If it is really true that only one council worker in four joined in yesterday's pensions strike, it could be because they are rather shrewd, or somebody has been passing round sound advice.

At first sight, these council people have an appealing case. The Government caved in pathetically when the civil servants threatened to strike rather than work on till 65 to rank for a full pension. Why on earth should their counterparts in local government be treated worse?

If council taxpayers cannot afford it, then let the Government stump up to right an injustice of its own making.

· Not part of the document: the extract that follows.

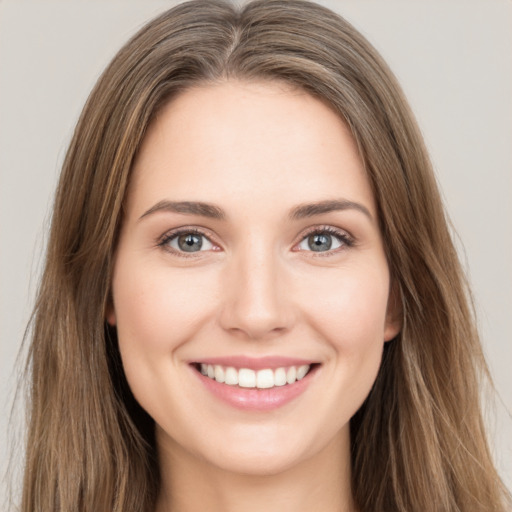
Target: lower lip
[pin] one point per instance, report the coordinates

Or so I was thinking yesterday morning listening woozy-headedly to BBC 4's "Today" programme. Then I heard Dave Prentis, who runs Unison, Britain's biggest union, let drop that his members' pensions average just £31 a week.

How much of it, I wondered as I woke up, does Gordon Brown take off them with his pension credit means test?

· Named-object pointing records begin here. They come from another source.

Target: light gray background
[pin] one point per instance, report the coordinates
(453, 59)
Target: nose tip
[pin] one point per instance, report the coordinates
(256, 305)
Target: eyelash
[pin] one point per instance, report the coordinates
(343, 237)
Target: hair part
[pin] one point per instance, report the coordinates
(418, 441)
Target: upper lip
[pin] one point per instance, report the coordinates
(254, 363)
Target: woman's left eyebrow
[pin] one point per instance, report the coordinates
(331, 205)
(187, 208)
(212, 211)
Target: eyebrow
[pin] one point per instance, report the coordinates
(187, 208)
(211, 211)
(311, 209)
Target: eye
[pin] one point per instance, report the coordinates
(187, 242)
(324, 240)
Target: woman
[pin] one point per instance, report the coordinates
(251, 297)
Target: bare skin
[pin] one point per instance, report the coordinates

You guessed. None of the very helpful people I could find in the Department of Work and Pensions was quite sure of the numbers. The nearest they came to a reassurance was the verdict from t he Financial Services Authority when pension credits started in 2003 - "For most people, most of the time, it pays to save".

How much it pays is harder to assess. The numbers go something like this. From April 6 the basic state pension for a single person will be £84.25 a week. Anybody with nothing else at all gets a "guaranteed" credit to bring their income up to £114.05 - an extra £29.80. Sadly, this is wiped out by a £31 a week local government pension, leaving the pensioner a slender £1.20 better off.

To make up for that, there is a second element of pension credit for people with "modest" savings or occupational pensions. What "modest" amounts to is unclear. Anyway, this savings-linked credit apparently cannot be worth more than £17.88 a week. So supposing our pensioner does qualify for that maximum, he or she will be left with £19.08 of the original £31 a week.

That is if I've got all the numbers right. They are the outcome of several conversations with a recurring theme that every case is different. The DWP's internal booklet spelling out the rules is 60 pages thick. Just how pensioners can tell if they have been awarded the right amount is not revealed.

But allowing for all the "ifs" and "maybes" it looks as if yesterday's strikers have less to lose than they may have supposed.

That, remember, is with a copper-plated final salary scheme - regardless of the age at which it starts. More than three million people draw pension credits.

Two-thirds of them, it is said, have been lifted out of "absolute poverty", at a cost which Gordon Brown finds affordable.

Still, it amounts to one more reminder of how hard it has become for anybody with less than average earnings to accumulate a money purchase pension that gives them fair value allowing for the credits they stand to lose - supposing always that Gordon's means test survives his Chancellorship.